Homemade Butter

I forgot to mention this previously, but I have a great new blog design thanks to my wonderful husband and his new freelance business, Heavy Digital. He was able to take the header that my friend Katie made for me and use that for the inspiration for the new design. I’m happy to have something that is much more reflective of my personality and the aesthetic I enjoy.

This week’s entry is an exercise in futility. Why, you ask? Because I made butter for no good reason and now I’m about to show you how to do it as well. And before you get too excited, it’s not special butter or anything. Just regular ol’ butter you can get at a grocery store for a few bucks. The problem was that I had too much heavy cream leftover from Christmas [long story short: my husband was a saint and went out in search of whipped cream for me at about 9PM on Christmas Eve, couldn't find any, and instead brought home 4 pints of heavy cream for me to use for homemade whipped cream] and it was about to go bad, so I tried to think of creative ways to use it up. And now we have butter.

I was honestly a little dumbfounded by the thought of making butter from ‘scratch’; for some reason I never really thought about the process involved, and I guess I must’ve missed that part of the field trip we took to a farm when I was 6 years old? I remember milking a cow, but I do not remember churning butter. Either way, allrecipes.com did not fail me when I simply entered “heavy cream” into its ingredient search – there were several versions of homemade butter on there.

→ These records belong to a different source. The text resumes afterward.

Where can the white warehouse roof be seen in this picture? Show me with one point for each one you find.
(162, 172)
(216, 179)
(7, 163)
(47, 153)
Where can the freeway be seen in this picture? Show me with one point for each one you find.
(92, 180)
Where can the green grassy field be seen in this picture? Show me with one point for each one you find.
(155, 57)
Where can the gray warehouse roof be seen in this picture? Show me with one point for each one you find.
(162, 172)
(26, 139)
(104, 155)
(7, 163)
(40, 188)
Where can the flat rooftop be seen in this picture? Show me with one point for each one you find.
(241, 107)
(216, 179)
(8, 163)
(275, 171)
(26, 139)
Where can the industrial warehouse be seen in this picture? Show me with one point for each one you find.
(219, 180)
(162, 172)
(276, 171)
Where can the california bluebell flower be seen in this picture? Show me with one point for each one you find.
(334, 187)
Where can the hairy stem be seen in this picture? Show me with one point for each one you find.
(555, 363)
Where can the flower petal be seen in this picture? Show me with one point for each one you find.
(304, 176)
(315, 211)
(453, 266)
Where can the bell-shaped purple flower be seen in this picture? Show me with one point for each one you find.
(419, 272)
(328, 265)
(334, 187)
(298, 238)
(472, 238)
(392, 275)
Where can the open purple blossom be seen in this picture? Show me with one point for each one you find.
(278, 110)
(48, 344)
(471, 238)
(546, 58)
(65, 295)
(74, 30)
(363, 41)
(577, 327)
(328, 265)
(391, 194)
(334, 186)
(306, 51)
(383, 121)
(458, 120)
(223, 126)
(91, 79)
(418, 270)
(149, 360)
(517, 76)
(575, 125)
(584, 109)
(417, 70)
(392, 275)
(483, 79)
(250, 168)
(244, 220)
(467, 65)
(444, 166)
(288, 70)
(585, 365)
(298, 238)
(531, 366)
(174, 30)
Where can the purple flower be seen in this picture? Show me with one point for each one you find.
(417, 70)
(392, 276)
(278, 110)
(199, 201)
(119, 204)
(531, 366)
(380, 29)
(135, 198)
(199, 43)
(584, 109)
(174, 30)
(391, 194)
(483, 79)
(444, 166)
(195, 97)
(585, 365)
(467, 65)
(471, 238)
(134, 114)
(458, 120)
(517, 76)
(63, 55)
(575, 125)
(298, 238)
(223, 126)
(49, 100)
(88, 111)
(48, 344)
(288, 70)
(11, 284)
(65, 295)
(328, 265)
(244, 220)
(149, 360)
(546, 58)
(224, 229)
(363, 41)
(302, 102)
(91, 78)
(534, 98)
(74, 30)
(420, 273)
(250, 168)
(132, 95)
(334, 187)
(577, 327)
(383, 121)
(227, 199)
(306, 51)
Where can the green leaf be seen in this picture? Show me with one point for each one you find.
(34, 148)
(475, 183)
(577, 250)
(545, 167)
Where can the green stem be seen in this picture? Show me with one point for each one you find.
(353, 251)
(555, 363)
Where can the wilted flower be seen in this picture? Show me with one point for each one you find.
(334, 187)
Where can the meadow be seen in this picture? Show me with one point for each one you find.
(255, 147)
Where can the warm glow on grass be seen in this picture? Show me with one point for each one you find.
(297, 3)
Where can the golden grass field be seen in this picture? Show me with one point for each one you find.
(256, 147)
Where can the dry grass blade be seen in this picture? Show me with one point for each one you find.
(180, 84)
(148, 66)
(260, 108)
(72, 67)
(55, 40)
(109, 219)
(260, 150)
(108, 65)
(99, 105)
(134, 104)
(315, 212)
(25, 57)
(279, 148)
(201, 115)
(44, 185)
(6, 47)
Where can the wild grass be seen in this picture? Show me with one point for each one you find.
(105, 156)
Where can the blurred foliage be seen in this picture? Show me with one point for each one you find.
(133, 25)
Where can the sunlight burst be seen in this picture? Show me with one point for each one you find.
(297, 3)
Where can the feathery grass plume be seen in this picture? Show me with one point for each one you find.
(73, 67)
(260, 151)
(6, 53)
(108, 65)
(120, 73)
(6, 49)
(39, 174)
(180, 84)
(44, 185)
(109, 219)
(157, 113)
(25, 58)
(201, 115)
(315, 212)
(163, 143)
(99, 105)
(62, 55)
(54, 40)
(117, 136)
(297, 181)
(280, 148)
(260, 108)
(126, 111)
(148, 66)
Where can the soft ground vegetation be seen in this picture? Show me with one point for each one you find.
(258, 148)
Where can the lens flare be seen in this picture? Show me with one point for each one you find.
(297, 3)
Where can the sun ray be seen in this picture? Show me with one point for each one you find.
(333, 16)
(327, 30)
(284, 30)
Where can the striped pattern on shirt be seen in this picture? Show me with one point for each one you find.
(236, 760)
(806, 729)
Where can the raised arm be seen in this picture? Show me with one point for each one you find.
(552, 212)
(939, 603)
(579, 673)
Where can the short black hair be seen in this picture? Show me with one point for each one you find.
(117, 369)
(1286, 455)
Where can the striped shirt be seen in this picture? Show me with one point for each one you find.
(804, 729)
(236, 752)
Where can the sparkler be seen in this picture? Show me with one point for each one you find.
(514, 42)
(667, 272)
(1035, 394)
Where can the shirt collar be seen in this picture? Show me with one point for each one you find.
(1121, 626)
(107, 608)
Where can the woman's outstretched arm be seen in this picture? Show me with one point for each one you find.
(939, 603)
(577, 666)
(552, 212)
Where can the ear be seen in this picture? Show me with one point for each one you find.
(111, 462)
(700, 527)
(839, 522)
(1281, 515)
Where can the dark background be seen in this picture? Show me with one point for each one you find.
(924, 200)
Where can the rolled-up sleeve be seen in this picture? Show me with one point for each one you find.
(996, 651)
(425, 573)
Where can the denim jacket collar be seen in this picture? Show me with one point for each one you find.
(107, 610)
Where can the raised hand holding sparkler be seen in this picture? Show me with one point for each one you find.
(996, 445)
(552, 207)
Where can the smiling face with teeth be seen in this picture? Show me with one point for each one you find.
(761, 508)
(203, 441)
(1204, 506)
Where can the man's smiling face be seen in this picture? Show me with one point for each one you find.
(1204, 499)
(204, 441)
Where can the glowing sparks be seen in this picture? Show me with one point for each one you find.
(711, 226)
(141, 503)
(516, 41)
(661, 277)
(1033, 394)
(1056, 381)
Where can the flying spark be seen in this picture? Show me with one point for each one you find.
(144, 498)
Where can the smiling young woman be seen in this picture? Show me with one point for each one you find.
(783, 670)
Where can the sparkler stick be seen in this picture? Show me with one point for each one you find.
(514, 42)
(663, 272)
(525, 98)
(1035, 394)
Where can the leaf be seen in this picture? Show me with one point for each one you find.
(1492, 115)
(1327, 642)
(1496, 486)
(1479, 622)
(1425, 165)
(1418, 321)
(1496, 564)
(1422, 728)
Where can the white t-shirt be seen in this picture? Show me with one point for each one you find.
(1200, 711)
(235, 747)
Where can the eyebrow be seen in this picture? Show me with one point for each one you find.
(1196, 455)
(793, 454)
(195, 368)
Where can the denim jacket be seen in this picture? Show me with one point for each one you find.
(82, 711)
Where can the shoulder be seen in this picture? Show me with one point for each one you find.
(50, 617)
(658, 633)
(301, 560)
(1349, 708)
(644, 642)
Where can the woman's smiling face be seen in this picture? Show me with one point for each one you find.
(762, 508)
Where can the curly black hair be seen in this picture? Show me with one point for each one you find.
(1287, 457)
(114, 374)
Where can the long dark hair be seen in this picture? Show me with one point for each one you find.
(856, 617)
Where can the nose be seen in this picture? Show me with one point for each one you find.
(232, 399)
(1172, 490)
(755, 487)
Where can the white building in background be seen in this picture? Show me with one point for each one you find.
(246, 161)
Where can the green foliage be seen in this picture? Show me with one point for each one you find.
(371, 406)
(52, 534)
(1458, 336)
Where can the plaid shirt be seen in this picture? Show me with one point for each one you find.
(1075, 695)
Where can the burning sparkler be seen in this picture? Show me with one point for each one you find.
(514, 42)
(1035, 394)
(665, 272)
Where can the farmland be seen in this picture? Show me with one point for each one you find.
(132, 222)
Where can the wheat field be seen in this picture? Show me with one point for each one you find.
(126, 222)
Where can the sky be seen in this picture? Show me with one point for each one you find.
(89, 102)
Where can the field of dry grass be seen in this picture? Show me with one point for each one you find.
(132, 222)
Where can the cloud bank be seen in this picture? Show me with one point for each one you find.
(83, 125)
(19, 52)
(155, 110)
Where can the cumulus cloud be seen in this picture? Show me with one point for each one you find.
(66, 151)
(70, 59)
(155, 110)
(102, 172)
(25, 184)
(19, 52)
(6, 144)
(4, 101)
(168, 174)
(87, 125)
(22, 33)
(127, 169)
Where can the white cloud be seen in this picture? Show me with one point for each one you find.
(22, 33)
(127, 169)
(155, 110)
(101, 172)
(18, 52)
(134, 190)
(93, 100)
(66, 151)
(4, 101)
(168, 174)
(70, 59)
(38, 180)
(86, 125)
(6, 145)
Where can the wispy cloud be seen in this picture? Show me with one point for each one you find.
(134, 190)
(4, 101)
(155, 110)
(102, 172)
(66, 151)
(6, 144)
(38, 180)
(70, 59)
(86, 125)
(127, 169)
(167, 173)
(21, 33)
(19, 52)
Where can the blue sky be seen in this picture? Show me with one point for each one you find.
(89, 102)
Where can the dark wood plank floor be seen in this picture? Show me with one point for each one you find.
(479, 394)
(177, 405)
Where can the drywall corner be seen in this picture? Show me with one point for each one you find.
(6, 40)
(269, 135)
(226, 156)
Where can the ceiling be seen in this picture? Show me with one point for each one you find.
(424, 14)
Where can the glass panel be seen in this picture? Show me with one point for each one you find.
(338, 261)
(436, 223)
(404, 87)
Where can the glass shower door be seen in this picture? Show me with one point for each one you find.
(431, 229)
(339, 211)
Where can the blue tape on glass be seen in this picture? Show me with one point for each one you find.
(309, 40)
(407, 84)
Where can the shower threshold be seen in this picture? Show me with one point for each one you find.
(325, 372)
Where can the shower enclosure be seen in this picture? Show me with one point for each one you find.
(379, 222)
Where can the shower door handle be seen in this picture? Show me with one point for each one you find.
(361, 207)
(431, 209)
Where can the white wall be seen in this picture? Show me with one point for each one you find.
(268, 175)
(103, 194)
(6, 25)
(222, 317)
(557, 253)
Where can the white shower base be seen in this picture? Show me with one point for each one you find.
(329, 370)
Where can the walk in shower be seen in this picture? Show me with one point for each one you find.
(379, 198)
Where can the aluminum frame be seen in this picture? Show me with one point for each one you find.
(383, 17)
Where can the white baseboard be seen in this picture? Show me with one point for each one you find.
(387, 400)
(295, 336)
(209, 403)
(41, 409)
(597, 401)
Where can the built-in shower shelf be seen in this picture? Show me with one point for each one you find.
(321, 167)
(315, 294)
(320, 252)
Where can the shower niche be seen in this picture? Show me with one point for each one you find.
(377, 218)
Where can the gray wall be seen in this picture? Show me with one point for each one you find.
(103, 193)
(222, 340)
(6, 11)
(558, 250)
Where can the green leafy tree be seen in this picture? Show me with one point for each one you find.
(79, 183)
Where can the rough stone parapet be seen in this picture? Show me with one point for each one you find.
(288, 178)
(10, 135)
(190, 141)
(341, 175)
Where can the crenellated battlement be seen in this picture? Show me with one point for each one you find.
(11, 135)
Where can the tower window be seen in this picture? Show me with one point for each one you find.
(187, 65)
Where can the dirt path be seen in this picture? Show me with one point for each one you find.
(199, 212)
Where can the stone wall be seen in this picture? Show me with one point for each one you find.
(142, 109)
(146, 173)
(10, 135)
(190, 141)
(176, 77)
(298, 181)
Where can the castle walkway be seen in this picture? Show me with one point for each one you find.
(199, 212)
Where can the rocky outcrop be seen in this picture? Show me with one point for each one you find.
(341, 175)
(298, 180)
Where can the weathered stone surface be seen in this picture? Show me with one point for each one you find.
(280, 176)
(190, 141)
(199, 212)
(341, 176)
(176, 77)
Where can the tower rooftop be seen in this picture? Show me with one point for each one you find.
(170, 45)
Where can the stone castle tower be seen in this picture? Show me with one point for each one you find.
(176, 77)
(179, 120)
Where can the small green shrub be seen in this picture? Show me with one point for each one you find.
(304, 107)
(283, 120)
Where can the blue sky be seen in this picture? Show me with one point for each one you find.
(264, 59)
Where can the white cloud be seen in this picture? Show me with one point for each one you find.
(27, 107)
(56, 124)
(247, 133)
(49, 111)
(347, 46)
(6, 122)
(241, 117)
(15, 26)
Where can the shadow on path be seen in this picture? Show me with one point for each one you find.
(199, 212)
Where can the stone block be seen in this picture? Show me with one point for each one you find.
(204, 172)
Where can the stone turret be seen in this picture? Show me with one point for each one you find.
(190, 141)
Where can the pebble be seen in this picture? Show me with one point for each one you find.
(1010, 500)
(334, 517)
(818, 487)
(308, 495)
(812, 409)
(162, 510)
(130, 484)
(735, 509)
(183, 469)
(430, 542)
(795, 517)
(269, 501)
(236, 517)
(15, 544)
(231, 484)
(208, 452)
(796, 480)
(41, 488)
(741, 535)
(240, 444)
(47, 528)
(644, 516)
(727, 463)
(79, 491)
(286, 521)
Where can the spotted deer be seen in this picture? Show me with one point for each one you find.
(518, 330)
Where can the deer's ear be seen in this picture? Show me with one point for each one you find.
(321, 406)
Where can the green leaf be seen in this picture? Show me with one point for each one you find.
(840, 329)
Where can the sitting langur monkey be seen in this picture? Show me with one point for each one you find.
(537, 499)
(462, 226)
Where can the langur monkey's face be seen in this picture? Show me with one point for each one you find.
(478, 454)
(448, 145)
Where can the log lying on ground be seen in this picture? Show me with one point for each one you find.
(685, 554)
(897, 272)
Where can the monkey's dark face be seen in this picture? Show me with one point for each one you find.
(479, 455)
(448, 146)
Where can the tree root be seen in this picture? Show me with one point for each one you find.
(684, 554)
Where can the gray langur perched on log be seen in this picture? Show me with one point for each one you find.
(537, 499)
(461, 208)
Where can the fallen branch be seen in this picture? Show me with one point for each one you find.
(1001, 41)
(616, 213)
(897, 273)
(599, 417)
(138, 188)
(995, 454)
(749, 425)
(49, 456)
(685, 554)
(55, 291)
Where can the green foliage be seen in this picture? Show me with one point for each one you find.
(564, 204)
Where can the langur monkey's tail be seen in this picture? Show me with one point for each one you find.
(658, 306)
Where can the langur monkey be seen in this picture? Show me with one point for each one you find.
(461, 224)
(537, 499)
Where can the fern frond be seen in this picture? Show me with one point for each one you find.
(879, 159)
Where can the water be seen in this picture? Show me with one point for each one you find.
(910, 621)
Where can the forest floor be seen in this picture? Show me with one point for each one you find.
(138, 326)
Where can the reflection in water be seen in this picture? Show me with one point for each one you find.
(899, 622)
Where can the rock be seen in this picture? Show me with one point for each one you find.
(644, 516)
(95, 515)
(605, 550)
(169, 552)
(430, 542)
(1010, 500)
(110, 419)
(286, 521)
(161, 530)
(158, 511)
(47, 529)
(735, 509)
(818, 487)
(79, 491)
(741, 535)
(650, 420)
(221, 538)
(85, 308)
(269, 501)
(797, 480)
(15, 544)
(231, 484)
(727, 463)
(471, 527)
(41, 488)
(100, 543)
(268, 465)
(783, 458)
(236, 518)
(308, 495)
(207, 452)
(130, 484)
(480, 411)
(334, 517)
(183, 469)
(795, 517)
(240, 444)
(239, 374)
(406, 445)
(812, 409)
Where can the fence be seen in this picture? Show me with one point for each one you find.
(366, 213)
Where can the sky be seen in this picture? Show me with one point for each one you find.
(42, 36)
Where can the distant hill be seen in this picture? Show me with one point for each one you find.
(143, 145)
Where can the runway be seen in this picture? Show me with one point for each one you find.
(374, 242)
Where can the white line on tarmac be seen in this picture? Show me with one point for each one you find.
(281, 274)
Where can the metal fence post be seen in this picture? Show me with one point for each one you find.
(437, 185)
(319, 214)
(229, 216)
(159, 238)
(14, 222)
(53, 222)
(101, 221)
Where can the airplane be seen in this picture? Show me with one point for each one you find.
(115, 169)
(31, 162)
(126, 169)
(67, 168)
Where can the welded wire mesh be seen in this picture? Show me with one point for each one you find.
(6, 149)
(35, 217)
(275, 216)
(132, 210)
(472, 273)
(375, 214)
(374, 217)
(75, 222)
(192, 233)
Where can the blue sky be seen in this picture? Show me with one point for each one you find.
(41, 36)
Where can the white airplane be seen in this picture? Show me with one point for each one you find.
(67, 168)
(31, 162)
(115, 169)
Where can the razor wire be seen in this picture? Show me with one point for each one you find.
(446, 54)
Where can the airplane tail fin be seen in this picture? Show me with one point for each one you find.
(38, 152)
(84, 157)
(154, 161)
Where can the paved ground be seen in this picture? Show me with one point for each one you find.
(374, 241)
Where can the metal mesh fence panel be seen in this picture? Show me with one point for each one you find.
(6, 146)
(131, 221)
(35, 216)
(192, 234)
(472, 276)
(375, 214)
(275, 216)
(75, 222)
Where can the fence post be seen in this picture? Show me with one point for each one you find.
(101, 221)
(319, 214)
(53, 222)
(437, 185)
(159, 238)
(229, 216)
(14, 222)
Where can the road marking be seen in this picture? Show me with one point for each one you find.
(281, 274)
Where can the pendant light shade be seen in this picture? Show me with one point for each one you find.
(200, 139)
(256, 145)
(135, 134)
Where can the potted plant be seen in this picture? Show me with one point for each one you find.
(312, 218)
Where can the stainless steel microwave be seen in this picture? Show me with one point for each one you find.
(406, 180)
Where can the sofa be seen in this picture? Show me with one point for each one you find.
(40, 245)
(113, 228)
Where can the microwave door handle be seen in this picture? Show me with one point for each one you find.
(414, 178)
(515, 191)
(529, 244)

The whole thing seemed pretty easy so I decided to give it a go. While some “recipes” called for weird things like glass jars and marbles, I just decided to dump the heavy cream into my KitchenAid stand mixer and hope for the best. The internet told me this would take anywhere from 5 – 25 minutes, although there wasn’t much to specify why there was such a variable in time. So I got home and went to work.

Homemade Butter
1 pint of heavy cream

Pour heavy cream into bowl of stand mixer; I used my new 3 qt bowl and it worked great. I’d probably go for a bigger bowl if using more than 1 pint of cream. Set the mixer to 8 and let it do it’s thing. It’ll get to the whipped cream stage pretty quickly and then it needs to go past that, which can take awhile. Here’s a very important step that you may want to follow, that I did not: don’t leave your mixer unattended and/or uncovered. I only say this because half of my kitchen ended up splattered in undoubtedly delicious, and mostly unusable, buttermilk.

Once the buttermilk has separated out and you start to see solids in the mixing bowl, you’re pretty much done. You’ve made butter. Now you get to squeeze out all the excess buttermilk and then rinse it off with water to ensure that all of it is gone. If you don’t do this step, you’ll still have homemade butter, but it’ll spoil pretty quickly. By squeezing out/rinsing off the buttermilk, this will be fine to keep refrigerated for about a month. After this, just put all the pieces together and form into whatever shape you’d like or put it into molds or add some fresh herbs or cinnamon and honey. The possibilities are really endless.

Would I do this again? Probably not. It was a lot of mess/work for something I can easily buy and while the taste is really creamy and fresh, I don’t think it’s something that bears repeating. I will, however, say that I did boast about my butter-making quite a bit at work that week. Because really, who makes homemade butter?